From the original Consul Cortina of 1962 through to the MkIV Cortina of 1976-82, this range of mass-market Fords epitomised the perfect company car: simple in spec, reliable by nature and – being a Ford – economical to run. No wonder it dominated the company car sales charts for two decades. The Cortina wasn’t exciting, and neither was it a class leader in later life; but it when it came to fulfilling its company car brief, nothing could touch it.


rob thailand    on 11 October 2016

Company cars were so important to salesmen.
My first was a 1965 Hillman Imp - takeover equaled redundancy
Van sales took over with an Austin LD 30 cwt then an FG with the 45 degree doors
Then agricultural sales 1974 brand new Ford Consul Estate 2.5 V6 followed by a Peugeot 504 estate these were some sort of company cars as most were driving Vivas and Marinas and even Allegros.
Moved to Pharma Veterinary 1977 Cavalier 1300!! mk1 blew it up 3 times
Then Cortina 1600s times 4 - loved em
Then Sierras 1800s times 6 - great cars
Cavalier 1800 then a 2000
Vectra 2.5 and 2.6
Volvo S60 D5 Then retired
It was still magic picking up your new company car. (had various 2nd hand company cars when joining companies Marina 1.8 - really fast and faster than my next - a Mk3 Cortina 2.0 GT can you believe?)
Also ran my own cars and super bikes - a bit of a petrol head I must admit.

HJ Neeser    on 13 October 2016

I owned the predecessor Chrysler Alpine for some years, with the excellent Simca sub-1.5-litre engine - a lovely car, but its body shell was of really low-grade steel, prone to irreversible pitting.

SteveTTT    on 3 July 2017

Here's my succession of company motors from the mid 1980s (many in the list above due to British-only and even British Leyland only company car policies of the time) through to my early retirement this year.
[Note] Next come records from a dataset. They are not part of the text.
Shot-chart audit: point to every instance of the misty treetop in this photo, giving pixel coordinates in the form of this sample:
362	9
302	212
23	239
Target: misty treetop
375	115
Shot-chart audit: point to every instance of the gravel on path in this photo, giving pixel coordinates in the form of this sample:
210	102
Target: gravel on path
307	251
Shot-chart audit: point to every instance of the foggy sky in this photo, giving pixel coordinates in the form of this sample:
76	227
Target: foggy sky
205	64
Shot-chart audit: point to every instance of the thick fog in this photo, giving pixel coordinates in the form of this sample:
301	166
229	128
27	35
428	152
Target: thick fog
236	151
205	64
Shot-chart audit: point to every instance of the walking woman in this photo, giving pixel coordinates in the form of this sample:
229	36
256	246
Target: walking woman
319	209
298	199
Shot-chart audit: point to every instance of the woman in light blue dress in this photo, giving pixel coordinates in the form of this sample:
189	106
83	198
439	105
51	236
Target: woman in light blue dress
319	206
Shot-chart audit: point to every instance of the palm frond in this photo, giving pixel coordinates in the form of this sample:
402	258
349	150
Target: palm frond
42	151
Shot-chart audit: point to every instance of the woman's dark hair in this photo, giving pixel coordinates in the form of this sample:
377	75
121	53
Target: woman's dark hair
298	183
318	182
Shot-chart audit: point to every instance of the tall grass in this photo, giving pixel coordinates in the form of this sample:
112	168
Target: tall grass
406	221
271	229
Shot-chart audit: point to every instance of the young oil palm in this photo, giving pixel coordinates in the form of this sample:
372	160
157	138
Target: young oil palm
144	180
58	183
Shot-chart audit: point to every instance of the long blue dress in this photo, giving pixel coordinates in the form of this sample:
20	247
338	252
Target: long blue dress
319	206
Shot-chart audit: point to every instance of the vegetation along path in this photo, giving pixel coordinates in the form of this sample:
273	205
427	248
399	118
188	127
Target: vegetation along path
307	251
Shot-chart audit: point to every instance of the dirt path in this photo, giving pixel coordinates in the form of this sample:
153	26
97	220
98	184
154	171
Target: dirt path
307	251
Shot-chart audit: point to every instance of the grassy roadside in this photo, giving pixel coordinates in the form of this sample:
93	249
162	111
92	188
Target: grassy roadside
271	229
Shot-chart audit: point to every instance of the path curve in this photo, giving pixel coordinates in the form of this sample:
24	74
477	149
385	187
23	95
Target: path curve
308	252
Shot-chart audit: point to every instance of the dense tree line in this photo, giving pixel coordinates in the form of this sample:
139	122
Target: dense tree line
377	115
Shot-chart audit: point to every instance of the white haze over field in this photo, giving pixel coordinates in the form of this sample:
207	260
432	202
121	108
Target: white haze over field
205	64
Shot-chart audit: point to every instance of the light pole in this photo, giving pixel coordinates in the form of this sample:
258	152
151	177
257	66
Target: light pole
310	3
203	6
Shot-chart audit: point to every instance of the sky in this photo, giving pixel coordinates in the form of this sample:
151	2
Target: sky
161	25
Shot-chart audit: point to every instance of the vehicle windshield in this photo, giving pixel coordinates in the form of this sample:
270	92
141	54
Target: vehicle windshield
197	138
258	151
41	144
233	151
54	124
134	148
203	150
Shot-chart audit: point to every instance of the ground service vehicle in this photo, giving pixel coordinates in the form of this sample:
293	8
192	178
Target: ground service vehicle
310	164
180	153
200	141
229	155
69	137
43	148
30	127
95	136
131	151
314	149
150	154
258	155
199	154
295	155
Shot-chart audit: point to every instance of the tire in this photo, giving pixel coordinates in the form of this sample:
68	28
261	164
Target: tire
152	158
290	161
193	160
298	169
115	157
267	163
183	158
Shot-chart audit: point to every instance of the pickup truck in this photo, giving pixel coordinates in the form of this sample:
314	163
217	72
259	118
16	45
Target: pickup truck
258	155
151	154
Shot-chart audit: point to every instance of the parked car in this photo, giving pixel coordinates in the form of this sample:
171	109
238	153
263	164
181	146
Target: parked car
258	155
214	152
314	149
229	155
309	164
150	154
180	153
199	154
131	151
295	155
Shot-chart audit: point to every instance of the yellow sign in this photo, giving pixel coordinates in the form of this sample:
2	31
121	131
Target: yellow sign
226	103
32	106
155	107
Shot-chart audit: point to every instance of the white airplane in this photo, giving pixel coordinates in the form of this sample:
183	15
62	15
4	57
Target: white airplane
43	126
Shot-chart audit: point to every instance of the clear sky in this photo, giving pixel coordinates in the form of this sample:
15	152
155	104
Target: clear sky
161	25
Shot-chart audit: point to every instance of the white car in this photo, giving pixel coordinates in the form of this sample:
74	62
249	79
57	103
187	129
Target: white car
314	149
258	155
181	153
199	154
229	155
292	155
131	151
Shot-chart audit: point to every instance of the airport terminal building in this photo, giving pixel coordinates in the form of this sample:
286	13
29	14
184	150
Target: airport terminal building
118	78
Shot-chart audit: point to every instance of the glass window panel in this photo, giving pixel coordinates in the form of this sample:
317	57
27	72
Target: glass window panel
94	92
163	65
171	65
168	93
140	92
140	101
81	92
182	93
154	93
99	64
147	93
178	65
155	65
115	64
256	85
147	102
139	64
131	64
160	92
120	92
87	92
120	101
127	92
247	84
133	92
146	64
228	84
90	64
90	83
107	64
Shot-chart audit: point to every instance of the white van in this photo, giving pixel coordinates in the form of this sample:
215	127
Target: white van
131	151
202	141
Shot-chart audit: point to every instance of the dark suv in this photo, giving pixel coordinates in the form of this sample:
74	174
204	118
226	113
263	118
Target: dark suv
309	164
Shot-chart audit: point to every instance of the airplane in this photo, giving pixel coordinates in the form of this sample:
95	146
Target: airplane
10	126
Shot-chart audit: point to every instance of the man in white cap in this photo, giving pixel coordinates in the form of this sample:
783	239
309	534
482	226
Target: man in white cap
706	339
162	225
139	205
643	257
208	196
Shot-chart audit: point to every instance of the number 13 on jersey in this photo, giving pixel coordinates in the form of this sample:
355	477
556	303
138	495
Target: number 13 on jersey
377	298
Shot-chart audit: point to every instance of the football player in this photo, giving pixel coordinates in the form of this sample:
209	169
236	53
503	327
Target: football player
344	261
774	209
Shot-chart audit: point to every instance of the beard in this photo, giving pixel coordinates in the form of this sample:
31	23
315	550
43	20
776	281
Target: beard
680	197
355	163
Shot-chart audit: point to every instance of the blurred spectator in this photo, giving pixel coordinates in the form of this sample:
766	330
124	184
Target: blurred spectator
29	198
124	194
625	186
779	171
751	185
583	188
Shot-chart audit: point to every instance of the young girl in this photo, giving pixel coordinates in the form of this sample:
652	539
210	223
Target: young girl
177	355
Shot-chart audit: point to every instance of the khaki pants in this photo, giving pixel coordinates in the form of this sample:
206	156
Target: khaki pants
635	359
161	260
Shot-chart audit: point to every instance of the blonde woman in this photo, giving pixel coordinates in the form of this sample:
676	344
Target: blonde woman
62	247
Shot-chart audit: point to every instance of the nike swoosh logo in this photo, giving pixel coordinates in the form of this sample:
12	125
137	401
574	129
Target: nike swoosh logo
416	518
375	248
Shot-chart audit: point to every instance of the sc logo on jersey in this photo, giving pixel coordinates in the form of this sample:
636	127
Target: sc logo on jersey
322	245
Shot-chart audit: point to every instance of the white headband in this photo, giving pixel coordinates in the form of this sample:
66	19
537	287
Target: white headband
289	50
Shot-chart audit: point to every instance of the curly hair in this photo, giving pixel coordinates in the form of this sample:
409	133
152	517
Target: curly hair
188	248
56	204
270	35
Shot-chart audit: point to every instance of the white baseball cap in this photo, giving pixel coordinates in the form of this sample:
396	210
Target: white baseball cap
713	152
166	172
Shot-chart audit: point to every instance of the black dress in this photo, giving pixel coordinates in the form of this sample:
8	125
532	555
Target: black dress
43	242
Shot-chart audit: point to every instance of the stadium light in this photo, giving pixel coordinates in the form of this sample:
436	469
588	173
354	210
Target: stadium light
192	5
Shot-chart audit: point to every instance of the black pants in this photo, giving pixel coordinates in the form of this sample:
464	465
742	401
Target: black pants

Like the OP these included a number of hand-me-downs when changing jobs, but thankfully I got to choose most of the more interesting stuff:
1. Vauxhall Cavalier Mk1 1600L
2. Vauxhall Cavalier Mk2 1600L
3. Austin Metro 1.3S
4. Ford Escort Mk3 1.6 Ghia
5. Vauxhall Cavalier Mk2 SRi
6. Austin Princess 1800
7. Ford Granada 2.0L Auto
8. Ford Sierra XR4x4 2.8
9. Vauxhall Cavalier Mk4 GSi 4x4 16v (dreadful reliability)
10. VW Corrado VR6
11. Volvo 850 auto
12. BMW E36 328i SE
13. Audi A6 C5 1.9tdi SE
14. BMW E46 320d SE Touring
15. BMW E60 525d SE auto
16. Audi A5 2.0tdi S-Line
17. BMW E60 530d M-Sport auto
18. Lexus CT200h (we all make mistakes)
19. Audi A4 Avant Quattro B7 2.0tdi S-Line
20. BMW F10 520d SE
21. Jaguar XF 2.0d R-Sport.
List of weekend toys is a different topic altogether...

Peter McGuire    on 7 March 2018

Steve, you obviously climbed well up the corporate ladder in the 80's - from a Cavalier to Jag!

rob thailand    on 9 March 2018

Wow Steve you cerainly worked for far sighted companies but more likely you earned promotion - it always amazed me how pathetic the company car lists were in the 70s and 80s. Office managers got better cars than the guys driving 40 - 50 k a year. It was only when the perk of a company car was taken away, by heavily taxing them, that companies had to rethink their policies. Remember the fixed car phone? Had to pay one pound a week tax on that because the revenue considered it a yuppie phone. Also cars became more reliable and in my case working for global pharma, cars that were changed at 40 K ended up having to last for 120K. Paying top big tax on old much depreciated bangers.